El crucificado, y no otro, ha resucitado. Dios Padre resucitó a su Hijo Jesús porque cumplió su voluntad de salvación hasta el final: tomó sobre sí nuestras debilidades, nuestras enfermedades, nuestra misma muerte; sufrió nuestros dolores, llevó el peso de nuestras iniquidades. Por eso Dios Padre lo exaltó y ahora Jesucristo vive para siempre, y Él es el Señor.
Los testigos relatan un detalle importante: Jesús resucitado lleva las llagas en las manos, los pies y el costado. Esas llagas son el sello perenne de su amor por nosotros. Cualquiera que sufra una prueba severa, en el cuerpo y en el espíritu, puede refugiarse en esas llagas, recibir a través de ellas la gracia de la esperanza que no defrauda.
Cristo resucitado es esperanza para quienes aún sufren la pandemia, para los enfermos y para quienes han perdido a un ser querido. Que el Señor les dé consuelo y apoye la labor de médicos y enfermeras. Todos, especialmente las personas más frágiles, necesitan asistencia y tienen derecho a tener acceso a la atención necesaria. Esto es aún más evidente en este momento en el que todos estamos llamados a luchar contra la pandemia y las vacunas son una herramienta fundamental para esta lucha. Con espíritu de un “internacionalismo de las vacunas”, insto a toda la comunidad internacional a un compromiso compartido para superar los retrasos en su distribución y facilitar su intercambio, especialmente con los países más pobres.

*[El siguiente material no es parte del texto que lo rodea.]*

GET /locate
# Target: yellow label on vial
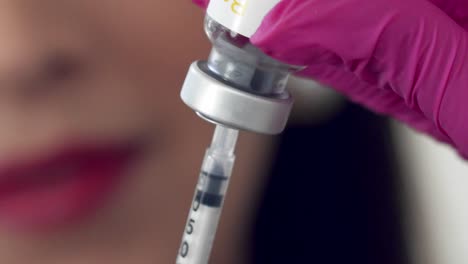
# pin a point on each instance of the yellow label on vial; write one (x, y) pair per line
(237, 6)
(240, 16)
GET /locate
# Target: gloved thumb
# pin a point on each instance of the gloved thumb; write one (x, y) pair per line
(408, 48)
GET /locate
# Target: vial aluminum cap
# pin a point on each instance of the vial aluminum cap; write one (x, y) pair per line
(241, 16)
(220, 103)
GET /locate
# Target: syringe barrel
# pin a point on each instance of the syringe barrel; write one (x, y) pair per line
(208, 200)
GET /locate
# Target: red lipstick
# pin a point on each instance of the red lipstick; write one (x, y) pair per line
(61, 187)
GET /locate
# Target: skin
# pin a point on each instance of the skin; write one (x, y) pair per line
(110, 71)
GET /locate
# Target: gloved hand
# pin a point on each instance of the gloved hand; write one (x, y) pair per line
(403, 58)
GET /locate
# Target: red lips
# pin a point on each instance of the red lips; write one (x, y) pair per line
(60, 188)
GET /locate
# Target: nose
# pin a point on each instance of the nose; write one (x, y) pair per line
(34, 52)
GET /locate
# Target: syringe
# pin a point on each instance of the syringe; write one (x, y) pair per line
(208, 200)
(238, 88)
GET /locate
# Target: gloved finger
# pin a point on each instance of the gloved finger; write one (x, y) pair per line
(456, 9)
(379, 100)
(410, 48)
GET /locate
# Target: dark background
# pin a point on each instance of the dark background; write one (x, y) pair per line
(333, 195)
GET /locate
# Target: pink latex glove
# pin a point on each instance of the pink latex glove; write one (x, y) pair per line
(403, 58)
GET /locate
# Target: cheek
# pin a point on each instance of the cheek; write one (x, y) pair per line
(151, 44)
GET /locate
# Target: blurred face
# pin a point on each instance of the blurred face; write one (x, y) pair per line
(98, 156)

El Crucificado Resucitado es un consuelo para quienes han perdido su trabajo o atraviesan serias dificultades económicas y carecen de una protección social adecuada. Que el Señor inspire la acción de los poderes públicos para que a todos, especialmente a las familias más necesitadas, se les ofrezca la ayuda necesaria para su adecuado sustento. Lamentablemente, la pandemia ha aumentado drásticamente el número de pobres y la desesperación de miles de personas.
“Es necesario que los pobres de todo tipo retomen la esperanza”, dijo San Juan Pablo II en su viaje a Haití. Y precisamente mi pensamiento y aliento van al querido pueblo haitiano en este día, para que no se sienta abrumado por las dificultades, sino que mire al futuro con confianza y esperanza. Y diría que mi pensamiento va especialmente a vosotros, queridísimas hermanas y hermanos haitianos: estoy cerca de vosotros, estoy cerca y me gustaría que los problemas se resolvieran definitivamente para vosotros. Rezo por esto, queridos hermanos y hermanas haitianos.
Jesús resucitado es también esperanza para muchos jóvenes que se han visto obligados a pasar largas temporadas sin asistir a la escuela o la universidad y compartir tiempo con amigos. Todos necesitamos vivir relaciones humanas reales y no solo virtuales, especialmente en la edad en la que se forma el carácter y la personalidad. Lo escuchamos el viernes pasado en el Vía Crucis de los niños. Estoy cerca de los jóvenes de todo el mundo y, en esta hora, especialmente de los de Myanmar, que están comprometidos con la democracia, haciendo que sus voces se escuchen pacíficamente, conscientes de que el odio solo puede disiparse con el amor.
Que la luz del Resucitado sea fuente de renacimiento para los migrantes que huyen de la guerra y la miseria. En sus rostros reconocemos el rostro desfigurado y sufriente del Señor que sube al Calvario. Que no les falten signos concretos de solidaridad y fraternidad humana, prenda de la victoria de la vida sobre la muerte que celebramos en este día. Agradezco a los países que acogen generosamente a los que sufren y buscan refugio, especialmente el Líbano y Jordania, que acogen a muchos refugiados que han huido del conflicto sirio.